In May of 2010 while operating in southern Helmand Province, Afghanistan, as an infantryman, I was attached to a unit that was employing a female engagement team to supplement their already robust outreach campaign to the local villagers of Marjah. While the Marines—or "lioness" team—did an admirable job, it was clear that their presence in the midst of an all-male infantry company currently involved in combat operations clearly restructured the dynamic on the ground.

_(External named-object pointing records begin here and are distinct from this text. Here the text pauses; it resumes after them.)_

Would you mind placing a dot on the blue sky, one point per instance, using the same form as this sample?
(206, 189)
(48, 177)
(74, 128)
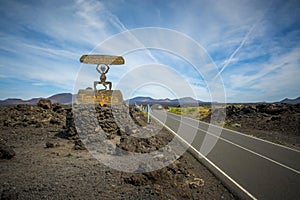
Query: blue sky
(254, 44)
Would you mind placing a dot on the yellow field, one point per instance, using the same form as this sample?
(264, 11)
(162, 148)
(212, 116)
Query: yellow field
(193, 112)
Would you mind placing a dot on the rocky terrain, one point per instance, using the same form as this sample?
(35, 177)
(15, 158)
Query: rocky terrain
(279, 123)
(44, 156)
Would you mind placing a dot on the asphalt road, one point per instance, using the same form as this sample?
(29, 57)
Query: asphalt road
(261, 169)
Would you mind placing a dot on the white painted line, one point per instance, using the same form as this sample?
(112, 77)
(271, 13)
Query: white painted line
(253, 152)
(210, 162)
(250, 136)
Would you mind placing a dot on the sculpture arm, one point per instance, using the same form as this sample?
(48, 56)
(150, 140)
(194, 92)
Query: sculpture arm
(107, 69)
(98, 69)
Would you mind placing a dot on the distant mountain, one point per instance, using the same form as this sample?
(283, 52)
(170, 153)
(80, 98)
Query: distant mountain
(167, 101)
(290, 101)
(64, 98)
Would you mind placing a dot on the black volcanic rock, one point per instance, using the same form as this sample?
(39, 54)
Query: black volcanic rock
(63, 98)
(6, 152)
(290, 101)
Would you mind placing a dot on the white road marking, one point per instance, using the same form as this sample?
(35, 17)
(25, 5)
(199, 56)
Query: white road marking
(210, 162)
(251, 151)
(250, 136)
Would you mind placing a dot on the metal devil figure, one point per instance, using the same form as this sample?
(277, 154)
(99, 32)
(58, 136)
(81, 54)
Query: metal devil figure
(101, 96)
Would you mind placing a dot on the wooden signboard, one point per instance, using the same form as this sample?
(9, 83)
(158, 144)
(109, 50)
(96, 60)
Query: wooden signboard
(102, 59)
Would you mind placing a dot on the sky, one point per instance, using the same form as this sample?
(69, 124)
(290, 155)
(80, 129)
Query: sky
(254, 46)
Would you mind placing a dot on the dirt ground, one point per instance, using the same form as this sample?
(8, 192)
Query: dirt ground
(46, 166)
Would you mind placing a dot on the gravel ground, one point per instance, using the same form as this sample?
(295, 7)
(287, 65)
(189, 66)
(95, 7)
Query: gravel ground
(48, 166)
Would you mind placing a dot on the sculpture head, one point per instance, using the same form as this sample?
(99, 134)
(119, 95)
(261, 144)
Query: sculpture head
(103, 68)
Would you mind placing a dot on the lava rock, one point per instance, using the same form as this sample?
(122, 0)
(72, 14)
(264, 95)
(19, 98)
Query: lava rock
(6, 152)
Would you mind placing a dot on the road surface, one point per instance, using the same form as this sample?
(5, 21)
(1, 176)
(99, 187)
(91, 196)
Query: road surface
(258, 168)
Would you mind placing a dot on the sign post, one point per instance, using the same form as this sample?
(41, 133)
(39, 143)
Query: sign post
(105, 96)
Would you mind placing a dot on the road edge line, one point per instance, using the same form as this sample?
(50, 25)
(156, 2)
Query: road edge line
(244, 134)
(231, 184)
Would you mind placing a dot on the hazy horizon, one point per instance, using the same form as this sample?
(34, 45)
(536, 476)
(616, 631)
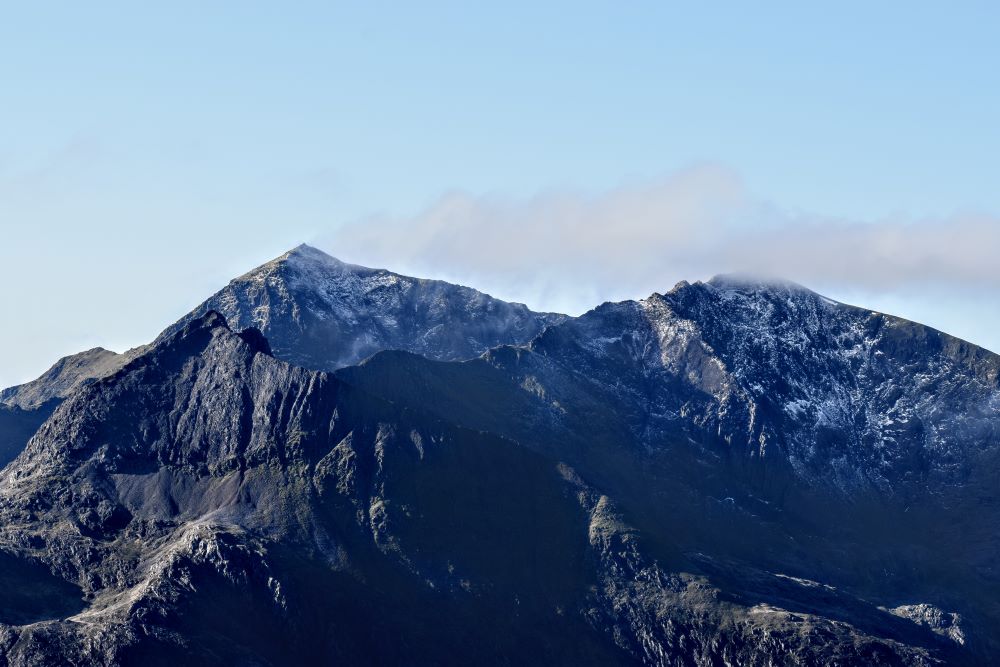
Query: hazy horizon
(559, 156)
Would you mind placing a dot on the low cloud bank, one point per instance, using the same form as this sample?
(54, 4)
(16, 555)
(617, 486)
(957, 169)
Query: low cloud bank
(567, 250)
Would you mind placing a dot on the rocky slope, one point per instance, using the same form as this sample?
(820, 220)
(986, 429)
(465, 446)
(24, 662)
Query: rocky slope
(318, 312)
(729, 473)
(323, 314)
(63, 377)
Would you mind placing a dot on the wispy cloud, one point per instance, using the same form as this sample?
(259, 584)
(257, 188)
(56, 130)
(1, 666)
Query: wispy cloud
(569, 250)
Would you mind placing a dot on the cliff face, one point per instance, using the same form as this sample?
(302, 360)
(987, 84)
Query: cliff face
(211, 502)
(323, 314)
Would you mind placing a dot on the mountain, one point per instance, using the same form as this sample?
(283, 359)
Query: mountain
(323, 314)
(318, 312)
(63, 377)
(730, 473)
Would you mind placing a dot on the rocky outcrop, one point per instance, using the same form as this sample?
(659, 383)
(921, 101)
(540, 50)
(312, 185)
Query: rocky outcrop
(324, 314)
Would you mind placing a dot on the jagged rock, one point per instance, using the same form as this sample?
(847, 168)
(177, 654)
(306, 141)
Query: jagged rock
(730, 473)
(323, 314)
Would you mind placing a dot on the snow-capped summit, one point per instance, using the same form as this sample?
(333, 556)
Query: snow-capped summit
(322, 313)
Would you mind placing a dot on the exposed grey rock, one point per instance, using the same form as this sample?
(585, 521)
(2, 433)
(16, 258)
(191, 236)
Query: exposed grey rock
(323, 314)
(63, 377)
(730, 473)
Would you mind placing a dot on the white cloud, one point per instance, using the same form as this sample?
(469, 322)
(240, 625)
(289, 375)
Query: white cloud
(570, 250)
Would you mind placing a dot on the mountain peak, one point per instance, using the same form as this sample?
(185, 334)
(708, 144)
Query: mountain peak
(743, 282)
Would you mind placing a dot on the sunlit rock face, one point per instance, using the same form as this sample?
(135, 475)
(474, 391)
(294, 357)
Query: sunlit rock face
(324, 314)
(733, 472)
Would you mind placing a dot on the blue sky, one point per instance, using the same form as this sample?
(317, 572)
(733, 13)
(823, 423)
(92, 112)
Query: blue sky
(149, 154)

Lieutenant Colonel Robert Macginnis in his book Deadly Consequences: How Cowards are Pushing Women into Combat proposes that this dynamic—the close knit hierarchy that is an infantry unit—will be destroyed by recent policy changes allowing women into direct combat roles. He blames a military that has been overrun by political correctness and the politicization of the Joint Chiefs for this oncoming destruction.

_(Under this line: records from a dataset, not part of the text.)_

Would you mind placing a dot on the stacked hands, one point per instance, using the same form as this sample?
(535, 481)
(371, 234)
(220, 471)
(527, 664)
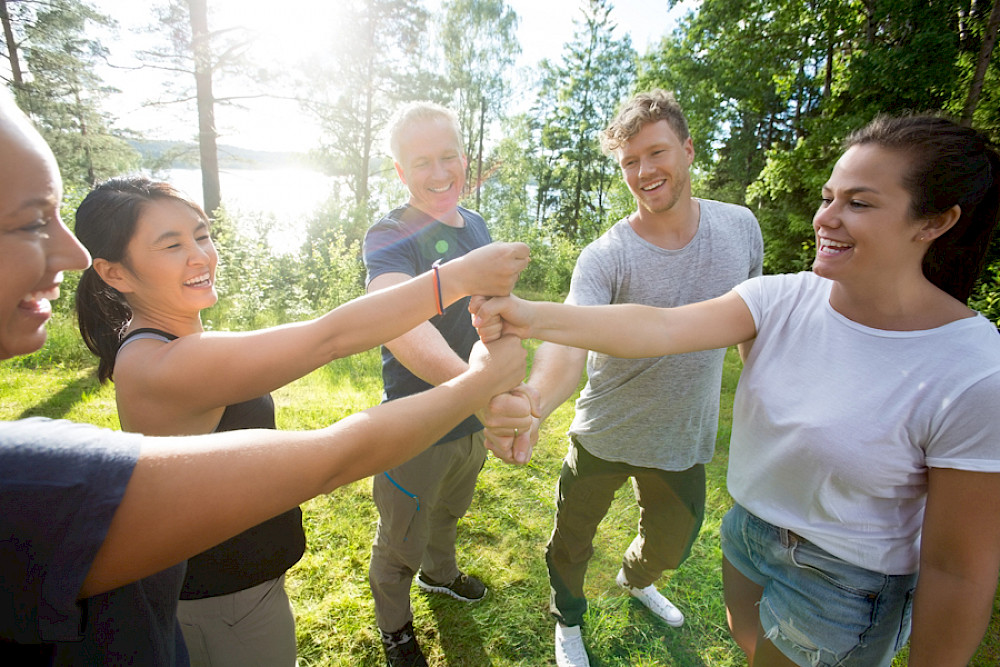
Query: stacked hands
(511, 420)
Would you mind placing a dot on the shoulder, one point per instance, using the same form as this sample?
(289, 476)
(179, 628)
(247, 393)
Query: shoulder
(394, 222)
(783, 289)
(47, 449)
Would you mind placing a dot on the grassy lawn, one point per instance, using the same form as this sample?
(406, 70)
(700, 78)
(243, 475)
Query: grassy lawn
(501, 540)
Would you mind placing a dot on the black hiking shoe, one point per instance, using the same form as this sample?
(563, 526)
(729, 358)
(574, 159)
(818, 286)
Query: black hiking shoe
(401, 648)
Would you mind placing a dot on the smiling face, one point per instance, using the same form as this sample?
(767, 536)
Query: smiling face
(169, 269)
(655, 164)
(864, 226)
(35, 245)
(432, 165)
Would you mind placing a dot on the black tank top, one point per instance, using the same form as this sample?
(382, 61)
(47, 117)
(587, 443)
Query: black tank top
(259, 554)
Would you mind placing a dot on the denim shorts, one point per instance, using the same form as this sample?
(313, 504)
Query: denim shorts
(817, 609)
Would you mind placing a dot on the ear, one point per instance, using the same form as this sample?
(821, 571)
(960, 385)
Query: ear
(114, 274)
(399, 171)
(933, 228)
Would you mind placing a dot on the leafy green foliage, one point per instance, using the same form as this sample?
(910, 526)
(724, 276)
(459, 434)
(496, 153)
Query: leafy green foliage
(61, 92)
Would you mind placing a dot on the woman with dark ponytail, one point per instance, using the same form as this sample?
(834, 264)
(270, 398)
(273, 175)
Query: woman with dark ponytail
(139, 308)
(95, 524)
(865, 454)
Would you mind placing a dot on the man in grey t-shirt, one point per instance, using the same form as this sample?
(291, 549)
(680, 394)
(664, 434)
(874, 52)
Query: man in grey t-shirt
(652, 420)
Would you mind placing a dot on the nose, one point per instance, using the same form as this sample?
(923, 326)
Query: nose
(65, 252)
(644, 166)
(202, 254)
(827, 216)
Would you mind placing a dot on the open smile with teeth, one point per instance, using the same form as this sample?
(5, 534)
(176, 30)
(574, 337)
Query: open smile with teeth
(200, 281)
(833, 247)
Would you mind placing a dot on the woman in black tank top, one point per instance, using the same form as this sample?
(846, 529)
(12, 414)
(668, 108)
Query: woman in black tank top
(153, 273)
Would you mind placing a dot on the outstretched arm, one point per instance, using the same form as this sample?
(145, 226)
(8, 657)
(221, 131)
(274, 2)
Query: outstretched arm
(227, 368)
(621, 330)
(959, 561)
(189, 493)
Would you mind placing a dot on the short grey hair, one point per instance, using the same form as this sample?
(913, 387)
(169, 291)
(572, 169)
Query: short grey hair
(416, 112)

Macginnis asserts that calls for equality within the armed forces are coming from "fringe" feminist groups by citing a number of surveys claims that the majority of women within the services are not interested in frontline jobs.
The debate to include women in combat transcends our current generation, and Macginnis does a good job summarizing the chronology of the debate. However, he really shines when he breaks down other countries’ policies toward women in combat. The U.S. military is large and extremely unique, and by juxtaposing other countries next to the United States it strengthens Maginnis’ argument considerably.
Maginnis ends the book with a number of measured suggestions including questions that Congress should pose to the Joint Chiefs and policy recommendations that would keep women out of combat. Macginnis reinforces that political correctness is smothering the military and that the Joint Chiefs have stopped being soldiers and are now just well-trained "yes men" to whatever administration occupies the White House. Salvation, he believes, lies in the hands of Congress.
Deadly Consequences is a short read. Though lacking in excitement, it does a good job at summarizing the anti-women-in-combat side of the debate. There is no doubt a book like this needs to be read, but it could have probably garnered a wider audience with a less biased approach, softer title, and more first hand accounts of women in combat during the Global War on Terror.
It also could have used subject matter experts that are responsible for preparing units for combat, such as instructors at some of the military’s combined arms training centers.
I recommend this book to anyone who wants to educate himself on a debate that will greatly affect our military in the coming years. This is by no means the entirety of the "women in combat" debate but a good perspective nonetheless.